Ve “Rum-Pontus” yaftası, “İmam’ın oğlu”na yapıştırılır!..
Bu kadar unutulmak, derinlere gömülmek istenenin, bu kadar hatırda ve yakında olmasının yol açtığı kültürel travma…
Kim bilir, belki Trabzon’da “Kürdistan” duyulduğunda ya da görüldüğünde verilen tepkinin şiddeti, sözcüğün kimlik bağlamında böylesi travmatik çerçevede çağrıştırdıkları ve tetiklediklerinden dolayı da olabilir.
Ya Neçirvan, Uzungöl’e gitmek isteseydi?..
Her neyse!.. Uzatmaya gerek yok.
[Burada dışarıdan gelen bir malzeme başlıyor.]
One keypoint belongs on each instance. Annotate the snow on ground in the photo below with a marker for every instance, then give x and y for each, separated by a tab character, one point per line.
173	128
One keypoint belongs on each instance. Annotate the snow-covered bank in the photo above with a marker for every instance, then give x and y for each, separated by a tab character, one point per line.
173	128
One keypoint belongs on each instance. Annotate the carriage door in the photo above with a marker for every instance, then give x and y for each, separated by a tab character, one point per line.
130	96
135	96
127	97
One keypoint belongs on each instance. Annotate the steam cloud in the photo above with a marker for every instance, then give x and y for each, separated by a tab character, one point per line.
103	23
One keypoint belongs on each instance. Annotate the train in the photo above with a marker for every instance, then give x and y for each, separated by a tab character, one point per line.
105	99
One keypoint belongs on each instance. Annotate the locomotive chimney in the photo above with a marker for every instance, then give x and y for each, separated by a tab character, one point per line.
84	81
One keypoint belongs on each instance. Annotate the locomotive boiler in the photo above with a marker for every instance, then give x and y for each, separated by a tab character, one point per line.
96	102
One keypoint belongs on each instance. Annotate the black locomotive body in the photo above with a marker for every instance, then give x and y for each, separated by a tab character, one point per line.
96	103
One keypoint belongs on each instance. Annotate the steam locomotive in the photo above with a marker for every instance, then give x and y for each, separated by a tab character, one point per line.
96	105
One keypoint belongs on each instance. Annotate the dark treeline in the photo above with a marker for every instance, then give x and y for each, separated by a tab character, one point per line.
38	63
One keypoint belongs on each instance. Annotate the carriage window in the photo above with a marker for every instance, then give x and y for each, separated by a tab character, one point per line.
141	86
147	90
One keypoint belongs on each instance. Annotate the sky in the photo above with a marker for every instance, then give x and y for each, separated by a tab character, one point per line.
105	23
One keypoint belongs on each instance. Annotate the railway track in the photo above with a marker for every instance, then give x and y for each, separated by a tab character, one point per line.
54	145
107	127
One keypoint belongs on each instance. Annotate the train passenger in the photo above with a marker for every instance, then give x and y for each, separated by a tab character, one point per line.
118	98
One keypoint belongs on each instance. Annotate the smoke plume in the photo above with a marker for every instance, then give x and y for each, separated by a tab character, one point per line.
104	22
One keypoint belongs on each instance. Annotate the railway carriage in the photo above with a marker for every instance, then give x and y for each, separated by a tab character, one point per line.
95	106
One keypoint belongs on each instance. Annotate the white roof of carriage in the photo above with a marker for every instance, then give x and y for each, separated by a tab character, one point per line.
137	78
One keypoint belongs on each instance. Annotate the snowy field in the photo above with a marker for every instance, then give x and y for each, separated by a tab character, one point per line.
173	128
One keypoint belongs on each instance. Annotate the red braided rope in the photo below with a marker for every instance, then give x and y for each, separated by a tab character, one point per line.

Benim merak ettiğim, topraklarının bir kıyısında kurabildiğiniz cümleyi diğer kıyısında kuramadığınız, kurmakta zorlandığınız bir coğrafyanın size ne kadar memleket olabildiği…
Benim merak ettiğim, topraklarının bir kıyısında insanları selâmladığınız dilde, topraklarının başka bir kıyısındaki insanları selâmlayamayacağınız bir coğrafyanın size ne kadar vatan olabildiği...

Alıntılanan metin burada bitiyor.